Update: The Samsung NX200 has clocked in at $899... a bit pricey for my tastes, particularly considering that the only kits offered are two with similar variable aperture consumer lenses. Surprised that Samsung has pushed through such a sharp price spike- the NX100, only about a year old, is on discount racks at $399. Samsung's justification presumably is their new 20 megapixel sensor. News flash for the company: That's what other companies do, update their sensors once in awhile. Just because Samsung has updated a grossly antique 2007 sensor doesn't mean that their value has suddenly risen $200-$300 above equivalent products from their Olympus/Sony/Panasonic competitors. Samsung has the best lens lineup of any of the mirrorless companies (for my needs); and in the near-impossible-to-find NX10, the best form factor; but I really don't get their business model. First, they let their sensor lag so far behind that their being whipped in image comparison tests by much smaller 4/3" sensors. Then, they release an ambitious lens lineup but make finding the cameras like some sort of Indiana Jones project- it's been ages since the NX10 has been listed on mainstream sites like B&H and Adorama and I'm not sure the NX11 finally arrived. Then they release the NX200, which looks to have a solid sensor given its 20 megapixel largesse, but price the camera- which lacks some of the snazzier features like in-camera stabilization or an electronic viewfinder- at $899 with a choice of crap lenses. Huh? I know Samsung has a lot of money to throw away, but given the amount of thought they've put into developing this product line you would have thought they would give more thought into the sales and marketing model.

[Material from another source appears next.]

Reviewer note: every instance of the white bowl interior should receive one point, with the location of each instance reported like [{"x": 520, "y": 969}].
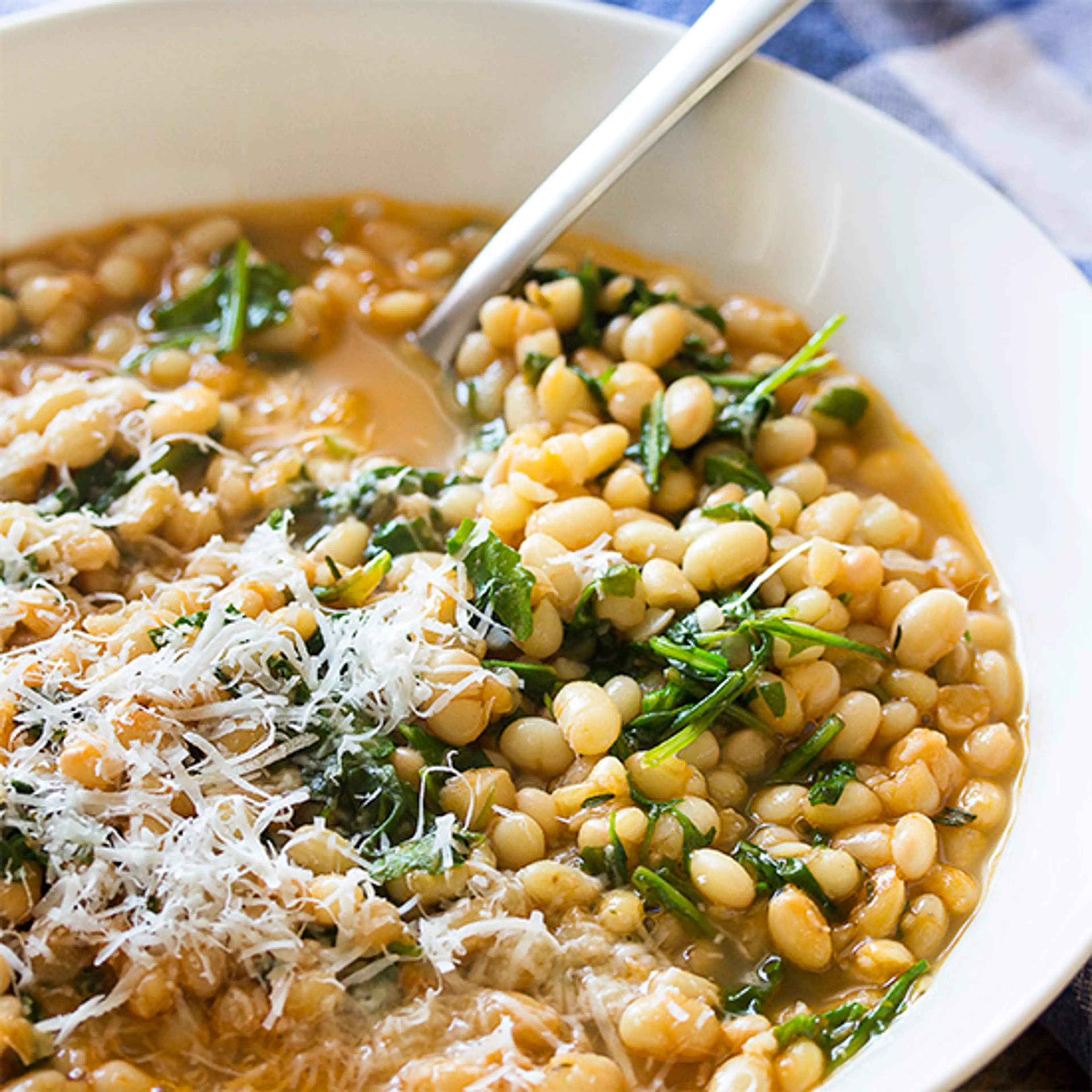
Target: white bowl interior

Here are my simple desires for a mirrorless camera, which for me will be a backup, not a primary: 1) High quality, wide aperture pancake lens (Sony is now out of the running), 2) Reasonable 3200 ISO- no need for 6400 or 12800, good old 3200 is fine (every brand other than the Fuji X100- and potentially, the new Samsung, is out of the running), 3) Kit available in a reasonable $600-$750 range, comparable to what a similarly capable consumer SLR and a prime lens would cost (Fuji X100 and Samsung NX200 are both out of the running, as is the Ricoh GXR). 4) Manual focus capability (cross out the Fuji X10, despite their retro design I see nothing in the new Fujis that indicates good manual focusing prospects). Which leaves me eyeing whatever Pentax and Nikon have to offer this fall or a compromise product (Panasonic G2? GF3?) off the discount rack. Am I too picky because I have no desire to pay a $300-$400 premium simply for the privilege of a camera company removing the mirror assembly and leaving everything else intact? I don't think so.